A March 5 missile attack on an oil refinery at al-Hamaran, near Jarabulus [9] in Syria's rebel-held northern pocket, was launched from Russian warships [10] off the country's coast, according to a monitoring group, the Syrian Observatory for Human Rights [11]. At least one person is known to have been killed in the the three-missile strike, which also hit a nearby market, possibly as "collateral damage." In a similar strike on Feb. 10, rockets fired from the Russian military base at Hmeimim [12], in Syria's coastal Latakia [17] province, struck an oil refinery in the town of Tarhin, also within the rebel-held pocket of Aleppo province. The pocket is in the hands of the Turkish-backed Syrian National Army (SNA [13]), and the strikes appear aimed at preventing SNA forces from resuming oil production in the region for black-market export to Turkey.

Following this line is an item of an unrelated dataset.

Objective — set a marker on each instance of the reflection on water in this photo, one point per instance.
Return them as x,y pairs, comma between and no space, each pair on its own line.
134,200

The Turkish-backed rebel factions now organized as the SNA took the area from ISIS in the 2016 Operation Euphrates Shield [18]. (DPA [19], Jerusalem Post [20], Al Jazeera [21])
Under a Moscow-Damascus deal announced [14] in 2018, Russia is to have exclusive rights to exploit hydrocarbons in Syria in exchange for military support to the Bashar Assad regime.